One limitation of our study was the limited number of patients, which might explain why some potential important covariates did not show significance in our model. Furthermore, the published haloperidol population models all use the two-compartment model; however, in this study, owing to the small dataset, we were unable to accurately describe a peripheral compartment and inter-compartmental clearance. However, the one-compartment model fit the data well. Furthermore, we did not look at the pharmacodynamic effect so we could not link the concentration to the haloperidol toxicity and delirium symptom relief, since the therapeutic target of haloperidol is unknown. In addition, we only detected the whole blood concentration, not the free fraction of the haloperidol. Future research should also take this into account.

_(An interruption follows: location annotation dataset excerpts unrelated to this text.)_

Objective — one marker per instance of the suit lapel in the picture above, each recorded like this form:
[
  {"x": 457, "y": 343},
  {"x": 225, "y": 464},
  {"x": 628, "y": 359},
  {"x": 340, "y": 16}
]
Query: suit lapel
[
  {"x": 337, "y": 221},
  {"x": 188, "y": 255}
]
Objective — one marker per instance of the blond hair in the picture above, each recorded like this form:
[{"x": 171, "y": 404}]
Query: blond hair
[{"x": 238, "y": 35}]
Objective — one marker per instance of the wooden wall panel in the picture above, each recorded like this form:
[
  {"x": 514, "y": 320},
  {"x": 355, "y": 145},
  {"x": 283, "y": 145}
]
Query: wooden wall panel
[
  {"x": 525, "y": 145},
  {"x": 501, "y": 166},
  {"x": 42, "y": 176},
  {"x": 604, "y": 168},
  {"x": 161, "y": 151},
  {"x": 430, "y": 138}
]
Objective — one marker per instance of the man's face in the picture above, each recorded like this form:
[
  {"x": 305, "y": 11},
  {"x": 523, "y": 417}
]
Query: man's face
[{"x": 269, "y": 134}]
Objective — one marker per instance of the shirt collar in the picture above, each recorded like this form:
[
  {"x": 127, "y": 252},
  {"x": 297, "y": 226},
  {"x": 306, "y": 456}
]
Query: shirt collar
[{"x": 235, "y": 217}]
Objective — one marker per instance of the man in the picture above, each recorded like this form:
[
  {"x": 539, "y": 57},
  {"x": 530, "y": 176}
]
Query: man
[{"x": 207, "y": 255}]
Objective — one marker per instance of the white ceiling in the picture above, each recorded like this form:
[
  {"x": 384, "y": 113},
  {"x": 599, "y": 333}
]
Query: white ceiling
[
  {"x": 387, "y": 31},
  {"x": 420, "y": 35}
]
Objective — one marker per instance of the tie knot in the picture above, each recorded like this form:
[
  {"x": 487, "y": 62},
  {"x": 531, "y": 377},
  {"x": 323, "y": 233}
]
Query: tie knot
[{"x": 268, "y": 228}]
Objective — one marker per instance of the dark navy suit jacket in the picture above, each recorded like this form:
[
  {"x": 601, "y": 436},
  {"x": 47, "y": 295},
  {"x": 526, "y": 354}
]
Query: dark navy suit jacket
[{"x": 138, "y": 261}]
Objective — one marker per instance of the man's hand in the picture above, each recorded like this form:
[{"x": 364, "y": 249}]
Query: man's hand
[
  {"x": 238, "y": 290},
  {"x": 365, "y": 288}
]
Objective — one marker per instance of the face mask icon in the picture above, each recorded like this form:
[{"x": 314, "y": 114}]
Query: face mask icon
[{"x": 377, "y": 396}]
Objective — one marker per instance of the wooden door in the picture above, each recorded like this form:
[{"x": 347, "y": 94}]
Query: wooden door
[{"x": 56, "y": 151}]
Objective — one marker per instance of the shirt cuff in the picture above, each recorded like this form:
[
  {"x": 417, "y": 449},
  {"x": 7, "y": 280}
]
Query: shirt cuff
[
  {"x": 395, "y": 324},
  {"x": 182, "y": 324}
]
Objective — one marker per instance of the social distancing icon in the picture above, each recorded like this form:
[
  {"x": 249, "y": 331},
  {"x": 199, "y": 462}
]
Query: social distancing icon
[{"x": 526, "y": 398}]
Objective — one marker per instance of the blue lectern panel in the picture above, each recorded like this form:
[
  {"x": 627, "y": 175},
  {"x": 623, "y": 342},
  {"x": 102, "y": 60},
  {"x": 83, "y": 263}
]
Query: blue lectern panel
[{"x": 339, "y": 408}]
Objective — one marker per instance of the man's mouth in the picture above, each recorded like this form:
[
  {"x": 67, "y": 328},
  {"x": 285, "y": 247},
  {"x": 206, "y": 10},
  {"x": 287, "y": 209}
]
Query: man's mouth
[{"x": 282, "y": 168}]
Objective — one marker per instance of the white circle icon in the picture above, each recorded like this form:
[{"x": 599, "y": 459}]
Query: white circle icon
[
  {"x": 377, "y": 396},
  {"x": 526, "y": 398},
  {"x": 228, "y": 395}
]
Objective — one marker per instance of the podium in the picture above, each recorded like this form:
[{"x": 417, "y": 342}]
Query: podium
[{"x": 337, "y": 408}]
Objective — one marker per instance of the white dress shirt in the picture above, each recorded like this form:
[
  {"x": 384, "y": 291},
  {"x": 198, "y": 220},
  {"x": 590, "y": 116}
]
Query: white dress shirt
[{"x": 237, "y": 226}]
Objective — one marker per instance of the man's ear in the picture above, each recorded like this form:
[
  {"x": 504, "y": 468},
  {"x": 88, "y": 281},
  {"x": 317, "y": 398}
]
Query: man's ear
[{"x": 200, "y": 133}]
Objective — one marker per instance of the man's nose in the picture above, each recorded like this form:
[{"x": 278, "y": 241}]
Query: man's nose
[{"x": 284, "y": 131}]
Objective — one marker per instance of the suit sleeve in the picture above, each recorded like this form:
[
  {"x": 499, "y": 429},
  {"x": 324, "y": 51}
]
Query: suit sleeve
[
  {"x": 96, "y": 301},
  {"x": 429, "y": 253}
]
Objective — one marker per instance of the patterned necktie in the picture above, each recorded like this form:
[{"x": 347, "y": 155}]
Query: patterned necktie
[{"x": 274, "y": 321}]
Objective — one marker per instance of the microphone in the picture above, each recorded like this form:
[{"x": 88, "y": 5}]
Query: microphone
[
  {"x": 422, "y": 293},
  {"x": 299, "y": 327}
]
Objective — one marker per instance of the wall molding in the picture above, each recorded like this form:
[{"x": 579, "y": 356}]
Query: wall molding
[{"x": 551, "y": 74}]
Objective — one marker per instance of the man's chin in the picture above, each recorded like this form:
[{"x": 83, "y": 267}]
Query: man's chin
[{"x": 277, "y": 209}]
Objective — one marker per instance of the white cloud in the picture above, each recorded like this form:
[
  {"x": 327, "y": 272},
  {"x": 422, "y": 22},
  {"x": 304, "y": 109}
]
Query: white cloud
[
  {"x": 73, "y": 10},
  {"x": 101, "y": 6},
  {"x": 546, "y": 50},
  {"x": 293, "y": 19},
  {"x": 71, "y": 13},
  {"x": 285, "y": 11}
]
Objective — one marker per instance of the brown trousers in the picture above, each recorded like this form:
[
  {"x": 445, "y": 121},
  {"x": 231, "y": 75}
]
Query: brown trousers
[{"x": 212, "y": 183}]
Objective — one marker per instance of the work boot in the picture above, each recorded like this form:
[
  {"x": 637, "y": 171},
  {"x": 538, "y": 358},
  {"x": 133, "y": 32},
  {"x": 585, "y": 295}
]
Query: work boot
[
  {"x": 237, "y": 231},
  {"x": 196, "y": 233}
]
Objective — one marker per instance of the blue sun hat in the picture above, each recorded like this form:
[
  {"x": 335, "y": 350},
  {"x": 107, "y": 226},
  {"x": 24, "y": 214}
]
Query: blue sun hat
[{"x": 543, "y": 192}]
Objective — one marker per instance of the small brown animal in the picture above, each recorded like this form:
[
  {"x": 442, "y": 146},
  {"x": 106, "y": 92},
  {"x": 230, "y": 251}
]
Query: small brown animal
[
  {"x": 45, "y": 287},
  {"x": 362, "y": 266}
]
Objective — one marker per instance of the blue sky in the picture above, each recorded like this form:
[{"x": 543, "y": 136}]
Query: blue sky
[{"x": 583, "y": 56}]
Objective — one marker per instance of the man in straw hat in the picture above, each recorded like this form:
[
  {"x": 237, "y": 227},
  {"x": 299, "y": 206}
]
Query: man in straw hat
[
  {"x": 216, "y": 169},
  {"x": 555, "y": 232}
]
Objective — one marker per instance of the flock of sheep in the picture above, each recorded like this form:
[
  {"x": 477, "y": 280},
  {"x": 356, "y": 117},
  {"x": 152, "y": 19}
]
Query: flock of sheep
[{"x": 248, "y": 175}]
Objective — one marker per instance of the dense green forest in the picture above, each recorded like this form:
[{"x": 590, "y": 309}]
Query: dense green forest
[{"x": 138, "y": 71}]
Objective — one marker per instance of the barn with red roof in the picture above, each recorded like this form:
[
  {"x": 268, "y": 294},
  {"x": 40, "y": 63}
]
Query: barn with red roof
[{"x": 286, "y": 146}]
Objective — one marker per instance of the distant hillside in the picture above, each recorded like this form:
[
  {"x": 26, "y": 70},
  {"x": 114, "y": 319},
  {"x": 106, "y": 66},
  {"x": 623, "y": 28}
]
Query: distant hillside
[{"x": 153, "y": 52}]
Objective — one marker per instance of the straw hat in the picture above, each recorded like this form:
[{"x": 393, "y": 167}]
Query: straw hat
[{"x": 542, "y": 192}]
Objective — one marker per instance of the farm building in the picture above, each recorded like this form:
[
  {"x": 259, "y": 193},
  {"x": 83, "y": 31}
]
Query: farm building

It is necessary to find more accurate delirium severity related markers or clinical scores which could explore the haloperidol concentration and its effect/response relationship and whether the pharmacokinetic data could be extrapolated to higher doses/concentration range. Further studies on pharmacokinetics and pharmacodynamics of higher-dosed haloperidol in ICU patients with delirium are warranted in order to more accurately assess efficacy.

5. Conclusions

This study describes the pharmacokinetics of low dose haloperidol in critically ill patients with adequate accuracy and showed that clearance is negatively related to CRP at low levels (0–100 mg/L), which seems to indicate a role of inflammation on haloperidol pharmacokinetics.